Marc Lehmann writes:

> No, it just means gparted has a security bug, because the permissions
> did work as the user intended before gparted changed them without the
> users knowledge, and they would have worked if gparted wasn't insecurely
> exposing the files.

Claiming that the side effect of keeping the fs either unmounted or
mounted somewhere users can't see is part of the permissions is like
claiming that keeping power from reaching the computer is part of the
security system.  I mean, without the ability to power on the computer,
people can't access the files, so by your logic, if I plug the computer
in then  I'm the problem.

Any setup that relies on directory traversal to prevent people from
reaching files that they otherwise are given access to is very fragile
and badly set up.  If an admin later builds a chroot environment for
isntance, and sets up some bind mounts, they can inadvertently give
access to the wrong users because they now can see the files that have
poorly configured permissions.  It's just not smart to do things that way.

> The reason why your logic doesn't work is that you claim *every* debian
> root fs has the wrong permissions, because some directories might be
> world-writable (such as /tmp) which might not be what the user
> intended

It isn't /tmp that is wrong, but whatever files you are storing in the
btrfs volume and have left set to 777.  Don't do that.

> by not having the fs mounted in an insecure location (and thus allowing a
> DoS attack). It would also mean filesystems such as fat, without intrinsic
> permissions, would somehow have "wrong" permissions.

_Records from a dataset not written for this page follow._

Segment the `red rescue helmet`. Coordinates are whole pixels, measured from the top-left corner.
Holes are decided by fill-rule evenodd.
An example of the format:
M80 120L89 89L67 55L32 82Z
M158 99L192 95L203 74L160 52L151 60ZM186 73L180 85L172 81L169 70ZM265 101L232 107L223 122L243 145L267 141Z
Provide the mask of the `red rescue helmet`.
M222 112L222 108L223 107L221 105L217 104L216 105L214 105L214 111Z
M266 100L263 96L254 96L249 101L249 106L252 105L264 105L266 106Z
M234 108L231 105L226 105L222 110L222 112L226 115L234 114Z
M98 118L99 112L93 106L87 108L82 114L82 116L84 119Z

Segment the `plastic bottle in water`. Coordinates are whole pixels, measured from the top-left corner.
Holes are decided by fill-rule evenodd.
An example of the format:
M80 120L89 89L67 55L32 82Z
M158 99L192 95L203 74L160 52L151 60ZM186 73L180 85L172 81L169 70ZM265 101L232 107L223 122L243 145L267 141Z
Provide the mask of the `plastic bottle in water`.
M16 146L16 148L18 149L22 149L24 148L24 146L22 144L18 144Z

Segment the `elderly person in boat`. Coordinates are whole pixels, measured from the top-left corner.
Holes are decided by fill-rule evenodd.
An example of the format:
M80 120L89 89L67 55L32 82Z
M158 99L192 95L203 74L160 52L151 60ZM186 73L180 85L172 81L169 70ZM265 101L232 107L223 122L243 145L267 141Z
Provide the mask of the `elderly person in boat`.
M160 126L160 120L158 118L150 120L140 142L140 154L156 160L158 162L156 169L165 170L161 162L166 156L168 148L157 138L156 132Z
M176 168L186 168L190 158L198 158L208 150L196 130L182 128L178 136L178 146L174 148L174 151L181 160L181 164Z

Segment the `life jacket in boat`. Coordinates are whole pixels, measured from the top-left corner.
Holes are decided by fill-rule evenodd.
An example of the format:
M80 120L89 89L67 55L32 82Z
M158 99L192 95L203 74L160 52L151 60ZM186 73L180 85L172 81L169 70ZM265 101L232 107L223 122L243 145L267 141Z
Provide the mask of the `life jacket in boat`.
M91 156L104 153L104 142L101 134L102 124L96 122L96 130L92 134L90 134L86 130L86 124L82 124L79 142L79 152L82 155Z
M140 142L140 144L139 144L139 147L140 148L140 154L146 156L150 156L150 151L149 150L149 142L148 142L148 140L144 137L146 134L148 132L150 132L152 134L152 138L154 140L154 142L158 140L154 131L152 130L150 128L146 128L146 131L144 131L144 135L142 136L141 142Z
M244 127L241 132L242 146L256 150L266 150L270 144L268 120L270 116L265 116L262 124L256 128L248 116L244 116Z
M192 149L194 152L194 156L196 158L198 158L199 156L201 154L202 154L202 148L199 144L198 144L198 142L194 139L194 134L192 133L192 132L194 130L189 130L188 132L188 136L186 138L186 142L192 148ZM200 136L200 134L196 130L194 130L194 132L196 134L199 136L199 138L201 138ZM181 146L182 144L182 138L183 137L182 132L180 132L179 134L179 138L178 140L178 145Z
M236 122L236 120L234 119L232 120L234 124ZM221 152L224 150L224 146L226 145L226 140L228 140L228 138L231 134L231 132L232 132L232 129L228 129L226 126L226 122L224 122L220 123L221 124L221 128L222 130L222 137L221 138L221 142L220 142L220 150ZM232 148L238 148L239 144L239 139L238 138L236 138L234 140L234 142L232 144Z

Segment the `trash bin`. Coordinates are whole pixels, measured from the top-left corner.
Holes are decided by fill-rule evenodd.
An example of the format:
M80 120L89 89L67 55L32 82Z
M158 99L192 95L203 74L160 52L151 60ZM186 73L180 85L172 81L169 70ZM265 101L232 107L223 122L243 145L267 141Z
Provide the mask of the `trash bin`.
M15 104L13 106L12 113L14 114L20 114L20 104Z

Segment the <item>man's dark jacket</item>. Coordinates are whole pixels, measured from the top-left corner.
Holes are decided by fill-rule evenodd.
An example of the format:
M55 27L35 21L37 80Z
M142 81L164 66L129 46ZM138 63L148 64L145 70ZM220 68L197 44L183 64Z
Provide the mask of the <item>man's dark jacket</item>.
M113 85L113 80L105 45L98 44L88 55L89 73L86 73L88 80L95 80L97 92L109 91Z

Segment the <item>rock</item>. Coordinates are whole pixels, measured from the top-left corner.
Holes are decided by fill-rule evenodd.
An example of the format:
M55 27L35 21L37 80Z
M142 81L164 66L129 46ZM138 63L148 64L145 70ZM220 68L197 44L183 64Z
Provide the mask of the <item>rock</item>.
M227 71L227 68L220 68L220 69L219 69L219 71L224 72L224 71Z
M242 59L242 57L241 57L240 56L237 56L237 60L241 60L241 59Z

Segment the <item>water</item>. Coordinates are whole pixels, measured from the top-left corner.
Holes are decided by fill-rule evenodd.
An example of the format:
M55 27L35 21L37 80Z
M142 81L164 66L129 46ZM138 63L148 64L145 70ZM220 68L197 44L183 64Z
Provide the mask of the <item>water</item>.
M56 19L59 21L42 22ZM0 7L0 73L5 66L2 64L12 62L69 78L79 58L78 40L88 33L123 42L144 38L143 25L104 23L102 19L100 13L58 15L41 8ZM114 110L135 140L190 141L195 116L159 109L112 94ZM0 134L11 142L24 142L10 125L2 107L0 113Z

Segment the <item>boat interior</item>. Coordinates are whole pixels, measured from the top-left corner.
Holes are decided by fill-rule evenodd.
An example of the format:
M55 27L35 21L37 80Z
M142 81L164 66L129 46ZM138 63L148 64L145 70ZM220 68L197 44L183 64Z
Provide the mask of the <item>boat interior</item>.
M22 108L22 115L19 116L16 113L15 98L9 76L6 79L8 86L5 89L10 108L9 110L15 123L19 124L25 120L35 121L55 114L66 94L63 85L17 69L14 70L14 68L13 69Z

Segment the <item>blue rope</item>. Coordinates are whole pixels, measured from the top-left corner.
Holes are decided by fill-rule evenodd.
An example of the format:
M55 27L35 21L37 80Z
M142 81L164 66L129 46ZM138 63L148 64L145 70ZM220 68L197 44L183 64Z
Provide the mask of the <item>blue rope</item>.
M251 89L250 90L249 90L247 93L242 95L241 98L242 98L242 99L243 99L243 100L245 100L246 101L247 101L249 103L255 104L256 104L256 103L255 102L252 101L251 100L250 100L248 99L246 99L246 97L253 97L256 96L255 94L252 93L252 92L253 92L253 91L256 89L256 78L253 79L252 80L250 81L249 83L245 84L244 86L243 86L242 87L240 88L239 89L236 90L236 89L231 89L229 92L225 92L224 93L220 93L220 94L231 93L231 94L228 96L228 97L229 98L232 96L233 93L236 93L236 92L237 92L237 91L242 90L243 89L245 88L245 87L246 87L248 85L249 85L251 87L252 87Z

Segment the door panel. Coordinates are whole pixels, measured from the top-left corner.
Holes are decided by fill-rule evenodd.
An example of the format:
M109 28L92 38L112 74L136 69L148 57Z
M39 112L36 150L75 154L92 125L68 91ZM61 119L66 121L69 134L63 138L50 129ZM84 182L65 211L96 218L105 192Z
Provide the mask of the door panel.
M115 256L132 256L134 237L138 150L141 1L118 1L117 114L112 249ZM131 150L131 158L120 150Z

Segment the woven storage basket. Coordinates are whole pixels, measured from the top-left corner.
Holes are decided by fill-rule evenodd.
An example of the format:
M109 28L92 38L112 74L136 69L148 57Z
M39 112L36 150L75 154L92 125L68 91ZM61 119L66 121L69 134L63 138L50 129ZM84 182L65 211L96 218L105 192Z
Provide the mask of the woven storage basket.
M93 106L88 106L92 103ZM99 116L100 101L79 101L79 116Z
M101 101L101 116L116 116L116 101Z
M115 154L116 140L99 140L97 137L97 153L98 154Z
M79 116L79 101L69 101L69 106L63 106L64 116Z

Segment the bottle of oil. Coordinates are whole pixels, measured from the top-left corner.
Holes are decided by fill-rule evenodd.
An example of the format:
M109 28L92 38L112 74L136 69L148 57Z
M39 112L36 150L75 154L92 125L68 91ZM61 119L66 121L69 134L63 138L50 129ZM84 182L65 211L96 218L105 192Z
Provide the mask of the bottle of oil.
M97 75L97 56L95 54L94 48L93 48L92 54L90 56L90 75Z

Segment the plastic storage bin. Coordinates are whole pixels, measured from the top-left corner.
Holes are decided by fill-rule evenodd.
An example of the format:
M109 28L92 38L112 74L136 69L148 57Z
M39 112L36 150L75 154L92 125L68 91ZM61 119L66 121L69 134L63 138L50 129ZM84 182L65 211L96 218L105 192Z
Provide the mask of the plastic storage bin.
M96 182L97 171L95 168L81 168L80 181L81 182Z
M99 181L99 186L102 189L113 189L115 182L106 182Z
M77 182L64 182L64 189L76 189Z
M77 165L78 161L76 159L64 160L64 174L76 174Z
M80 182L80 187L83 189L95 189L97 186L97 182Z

That's why fat has mount options to set the permissions on the fs
globally.

>> When gparted mounts it somewhere that isn't traverse proof, yes, that
>> does allow access where it was not previously, but that's really only
>> exposing the underlying bug that was always there: that the permissions
>> on the files are too loose.
>
> Well, I have asked you for the source of this claim, but you haven't given
> one - and I claim you just made it up, because I can't believe you have a
> source.

Source?  The source is the givens of the scenario we are discussing -- a
file or files in a filesystem with mode 777 so that everyone can access
it, but mounted in a directory that is traverse restricted.  That is de
facto too loose.  If you are just going to make an appeal to authority
fallacy in continued attempts to semantically redefine loose to tight
and wrong right, then this is just a waste of time.